Он скрылся за дверью гостиницы. Возвращаясь в редакцию, я все обдумывал последние слова Хэтфилда: «Пока нет, но это — не за горами». Он явно не притворялся, но еще ничего не знал до конца.

И тут внезапно в моей памяти всплыло имя, которое я безуспешно искал четверть часа назад: Хэрриет Бентли, отель «Мэдисон».


Два еще не пробило, но я уже стоял на углу Юнион-стрит, наблюдая за проходящими машинами. Увидев Эллен, я подошел к краю тротуара.

— Нам по пути?

Я открыл дверцу и сел рядом.

Пока машина не выехала из города, мы болтали о всяких пустяках. Наконец, въехав в городской парк, Эллен притормозила под сенью огромных кленов.

Я рассказал ей о поездке в Грейстоун.

— Все это я уже читала в «Гэзет», — призналась она, когда я умолк.

— Я напечатал все, что видел и слышал.

Она хмуро посмотрела на меня.

— А я-то думала, вы это сделали нарочно.

— Зачем?

— Чтобы втереться в доверие.

— К Уилксу?

— Ну, да!

— Вы мне льстите. Мне пришлось лишь констатировать факт: доктора никак нельзя упрекнуть в побеге Мэджи.

— А скальпель?

Я вздрогнул. И в самом деле, как можно было упустить из виду такую важную деталь? Однако ответил так, будто только об этом и думал.

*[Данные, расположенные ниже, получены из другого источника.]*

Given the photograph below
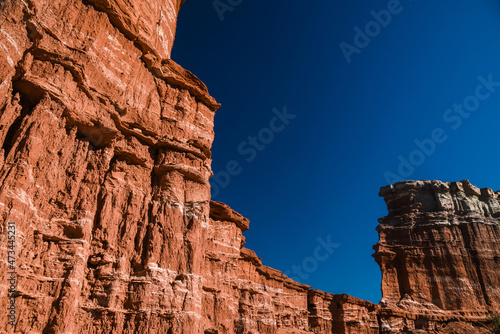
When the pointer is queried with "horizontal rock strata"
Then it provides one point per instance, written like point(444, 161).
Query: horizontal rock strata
point(105, 164)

— Орудие убийства еще не установлено.

— Но вы же говорили…

— …только о предположениях доктора Рейнольдса.

— По идее, скальпель оставляет очень характерные следы.

— Я — не специалист.

— Зато доктор Рейнольдс — хирург, уж он-то знает, о чем говорит. — Она сжала кулаки. — Ах, почему я не мужчина!

— И что бы вы стали делать?

— Я бы обязательно нашла!

— Что, орудие убийства?

— Не только. Моего отца подло убили! Он был стар и болен, но со мной протянул бы еще несколько лет. Слышите, его подло убили…

— Я понимаю, Эллен. — Ее отчаяние больно отдавалось в моем сердце. Впервые в жизни меня охватила такая нежность. Я взял Эллен за руку и почувствовал, что еще никогда прикосновение к женской руке не вызывало в душе подобного волнения. — Я сказал, что помогу вам, и, хотя еще не знаю — чем, поверьте, готов на все.

— Да, Джерри, вы обещаете помочь, но, в сущности, вас не интересует ничто, кроме вашей газеты. Что вам до убийства моего отца? Для вас этого всего-навсего один из «жареных фактов» криминальной хроники…

— Еще раз повторяю: я помогу вам, Эллен. Не привык останавливаться на полпути, все, что начинаю, всегда довожу до конца.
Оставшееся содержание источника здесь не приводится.